No Mickey Mousing Around
In a small courtroom in Orange County, Calif., last week, Attorney Allen Millstone pointed sadly to his wheelchair-bound client. In 1983 James Higgins had been a vigorous young man of 18 when he went to Disneyland and took a ride on Space Mountain. As the roller coaster rounded a bend, the youth was suddenly thrown from the rocket car. Through Disney's negligence, argued Millstone, Higgins is a paraplegic. Twenty-four hundred miles away in Florida, in another Orange County courtroom, an equally sad story was unfolding. While Marietta and Harry Goode listened closely, Lawyer Philip Freidin recounted a tragic 1977 family outing to Disney World during which the couple's four-year-old son slipped away and drowned in the moat in front of Cinderella Castle. The amusement park, charged Freidin, had failed to guard the waterway properly.
Normally, sympathy-evoking cases like these are prized by personal-injury lawyers, who usually win a healthy majority of their suits--and collect a third of any winnings. But even the most combative attorneys are inclined to shake their heads when the defendant is Walt Disney Productions. Against the huge entertainment complex, personal-injury specialists are hardly ever victorious. The company's astonishing success is the result of a combination of safety-minded care and case-hardened lawyering.

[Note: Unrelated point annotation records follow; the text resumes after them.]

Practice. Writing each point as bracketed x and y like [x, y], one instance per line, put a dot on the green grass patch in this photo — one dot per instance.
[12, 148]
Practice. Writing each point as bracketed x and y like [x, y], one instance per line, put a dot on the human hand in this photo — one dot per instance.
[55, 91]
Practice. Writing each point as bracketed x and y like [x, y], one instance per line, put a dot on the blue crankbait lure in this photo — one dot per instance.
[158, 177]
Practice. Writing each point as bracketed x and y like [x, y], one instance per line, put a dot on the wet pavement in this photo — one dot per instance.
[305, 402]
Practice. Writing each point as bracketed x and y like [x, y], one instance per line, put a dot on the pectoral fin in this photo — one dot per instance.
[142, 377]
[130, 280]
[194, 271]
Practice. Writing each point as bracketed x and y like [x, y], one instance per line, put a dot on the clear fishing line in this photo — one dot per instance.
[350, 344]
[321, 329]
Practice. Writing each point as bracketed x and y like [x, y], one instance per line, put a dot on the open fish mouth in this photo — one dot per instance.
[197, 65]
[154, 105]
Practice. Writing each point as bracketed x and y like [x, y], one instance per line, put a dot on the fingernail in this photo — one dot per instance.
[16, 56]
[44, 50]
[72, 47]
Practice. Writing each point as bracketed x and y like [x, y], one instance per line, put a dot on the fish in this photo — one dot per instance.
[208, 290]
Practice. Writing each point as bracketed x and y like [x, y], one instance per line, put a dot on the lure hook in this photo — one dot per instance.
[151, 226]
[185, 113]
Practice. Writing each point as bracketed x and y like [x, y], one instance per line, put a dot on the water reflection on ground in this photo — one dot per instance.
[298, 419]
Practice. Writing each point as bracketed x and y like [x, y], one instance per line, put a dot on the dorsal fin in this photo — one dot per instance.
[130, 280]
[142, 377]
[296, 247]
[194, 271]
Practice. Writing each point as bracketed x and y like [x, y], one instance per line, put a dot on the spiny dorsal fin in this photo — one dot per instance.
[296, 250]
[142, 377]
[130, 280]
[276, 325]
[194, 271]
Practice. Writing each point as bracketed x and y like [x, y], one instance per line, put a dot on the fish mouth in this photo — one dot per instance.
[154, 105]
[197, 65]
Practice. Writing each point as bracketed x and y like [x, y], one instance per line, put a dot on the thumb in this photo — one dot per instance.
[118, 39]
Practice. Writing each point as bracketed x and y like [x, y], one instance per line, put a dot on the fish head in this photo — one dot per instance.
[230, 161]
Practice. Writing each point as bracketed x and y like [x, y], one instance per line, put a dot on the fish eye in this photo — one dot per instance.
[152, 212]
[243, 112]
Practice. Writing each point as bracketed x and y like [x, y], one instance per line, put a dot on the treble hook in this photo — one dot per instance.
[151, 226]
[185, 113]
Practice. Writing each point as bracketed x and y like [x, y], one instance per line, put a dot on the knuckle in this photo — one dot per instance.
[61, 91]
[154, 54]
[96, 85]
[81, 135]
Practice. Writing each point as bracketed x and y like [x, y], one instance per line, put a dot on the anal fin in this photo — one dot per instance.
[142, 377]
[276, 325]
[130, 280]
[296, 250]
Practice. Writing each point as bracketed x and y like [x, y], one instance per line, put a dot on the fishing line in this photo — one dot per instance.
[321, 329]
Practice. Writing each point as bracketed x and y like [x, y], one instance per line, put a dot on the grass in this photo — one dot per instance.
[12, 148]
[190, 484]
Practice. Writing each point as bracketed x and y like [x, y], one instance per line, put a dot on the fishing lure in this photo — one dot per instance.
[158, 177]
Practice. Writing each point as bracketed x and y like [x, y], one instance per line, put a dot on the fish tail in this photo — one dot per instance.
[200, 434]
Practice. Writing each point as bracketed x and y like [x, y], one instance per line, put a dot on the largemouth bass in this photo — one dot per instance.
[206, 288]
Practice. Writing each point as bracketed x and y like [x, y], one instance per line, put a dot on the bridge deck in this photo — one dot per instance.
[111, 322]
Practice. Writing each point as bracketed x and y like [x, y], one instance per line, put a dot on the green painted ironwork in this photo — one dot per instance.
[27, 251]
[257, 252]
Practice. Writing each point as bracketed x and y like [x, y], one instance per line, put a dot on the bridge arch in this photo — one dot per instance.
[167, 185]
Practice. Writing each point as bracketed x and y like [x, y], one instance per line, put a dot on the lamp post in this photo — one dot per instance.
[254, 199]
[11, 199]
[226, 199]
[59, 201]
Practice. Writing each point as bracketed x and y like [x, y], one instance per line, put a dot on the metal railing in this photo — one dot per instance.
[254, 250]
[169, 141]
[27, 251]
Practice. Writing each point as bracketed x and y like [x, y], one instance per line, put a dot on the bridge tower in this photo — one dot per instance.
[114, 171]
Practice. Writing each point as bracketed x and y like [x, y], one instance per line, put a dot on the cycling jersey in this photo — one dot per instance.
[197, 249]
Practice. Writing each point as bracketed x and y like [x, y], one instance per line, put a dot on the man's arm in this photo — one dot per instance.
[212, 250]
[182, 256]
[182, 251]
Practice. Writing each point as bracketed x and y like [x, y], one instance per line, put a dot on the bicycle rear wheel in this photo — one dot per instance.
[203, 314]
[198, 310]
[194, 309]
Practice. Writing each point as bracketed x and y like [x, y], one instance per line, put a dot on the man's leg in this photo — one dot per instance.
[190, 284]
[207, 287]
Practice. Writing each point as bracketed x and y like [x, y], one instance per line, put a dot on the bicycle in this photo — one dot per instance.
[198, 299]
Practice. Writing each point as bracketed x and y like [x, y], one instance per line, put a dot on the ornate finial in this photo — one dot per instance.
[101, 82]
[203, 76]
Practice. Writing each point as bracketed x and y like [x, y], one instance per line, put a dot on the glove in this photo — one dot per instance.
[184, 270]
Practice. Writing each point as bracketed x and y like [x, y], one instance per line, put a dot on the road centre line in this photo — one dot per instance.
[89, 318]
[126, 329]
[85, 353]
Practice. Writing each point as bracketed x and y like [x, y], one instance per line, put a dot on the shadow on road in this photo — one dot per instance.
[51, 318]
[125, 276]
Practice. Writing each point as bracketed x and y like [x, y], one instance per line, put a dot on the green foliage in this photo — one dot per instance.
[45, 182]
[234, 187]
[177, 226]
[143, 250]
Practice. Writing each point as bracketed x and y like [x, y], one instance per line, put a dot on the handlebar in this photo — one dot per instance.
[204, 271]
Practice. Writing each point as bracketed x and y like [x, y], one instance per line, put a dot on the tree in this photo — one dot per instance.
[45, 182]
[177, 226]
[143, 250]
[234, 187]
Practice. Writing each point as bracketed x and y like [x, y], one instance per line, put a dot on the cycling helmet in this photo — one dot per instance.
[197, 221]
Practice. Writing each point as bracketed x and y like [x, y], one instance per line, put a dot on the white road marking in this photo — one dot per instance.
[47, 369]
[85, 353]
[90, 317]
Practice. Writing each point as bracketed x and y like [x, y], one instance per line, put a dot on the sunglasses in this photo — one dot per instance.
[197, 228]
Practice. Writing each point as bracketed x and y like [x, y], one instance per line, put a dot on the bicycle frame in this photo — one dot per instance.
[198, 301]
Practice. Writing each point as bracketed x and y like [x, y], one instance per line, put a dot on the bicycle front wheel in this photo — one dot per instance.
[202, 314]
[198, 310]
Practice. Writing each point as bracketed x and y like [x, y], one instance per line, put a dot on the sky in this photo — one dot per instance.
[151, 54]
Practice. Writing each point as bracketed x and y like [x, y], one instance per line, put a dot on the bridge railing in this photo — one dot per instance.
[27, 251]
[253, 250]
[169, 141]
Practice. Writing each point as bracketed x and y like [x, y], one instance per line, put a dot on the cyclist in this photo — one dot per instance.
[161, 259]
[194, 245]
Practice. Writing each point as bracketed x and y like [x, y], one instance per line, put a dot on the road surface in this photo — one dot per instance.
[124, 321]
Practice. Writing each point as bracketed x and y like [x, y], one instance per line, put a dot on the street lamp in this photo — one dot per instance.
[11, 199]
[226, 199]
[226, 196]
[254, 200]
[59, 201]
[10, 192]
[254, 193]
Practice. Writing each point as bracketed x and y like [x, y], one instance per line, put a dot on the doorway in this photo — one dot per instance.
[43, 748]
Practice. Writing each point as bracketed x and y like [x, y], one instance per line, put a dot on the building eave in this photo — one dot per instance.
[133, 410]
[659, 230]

Disney refuses to disclose the annual number of injuries at the California and Florida parks, which draw more than 30 million visitors a year, but there is little doubt that thousands occur. The majority never result in suits at all, thanks to quick soothing from Disney. Says Mike McCray, Disneyland's lawyer since 1955: "If people get wet, we've got clothes dryers, and we dry them off. Before they know it, they're back out there having fun."
Once a suit is filed, however, Disney takes a tough stance, rarely settling out of court for large sums. There are exceptions: the family of a 57-year-old man who drowned after skimming down a River Country slide at Disney World, although a lifeguard was on duty, got $250,000. But generally, says McCray, "if they come in and want a lot of money, they're gonna have to fight for it. If we didn't take that attitude, we'd maybe have as many as 100 times the lawsuits."
Today, Disney says, fewer than 100 lawsuits are filed each year, and plaintiffs' attorneys concede that all are uphill battles. In the Higgins case, Disney contends the youth had been drinking and caused the roller-coaster accident himself. In Orlando, the company argues that the moat in which the boy drowned was safeguarded by at least two fences.
The advantage, lawyers maintain, is Disney's right from the time of the accident. Employees quickly summon supervisors and "security hosts" to round up witnesses and interview the injured, who are often their own worst enemies. Says Orlando Attorney John Overchuck: "It's your dignity that really is on the line, and God knows what you'll say at the time: 'I should have been looking where I was going. How stupid of me.' " Alert Disney staffers write it all down.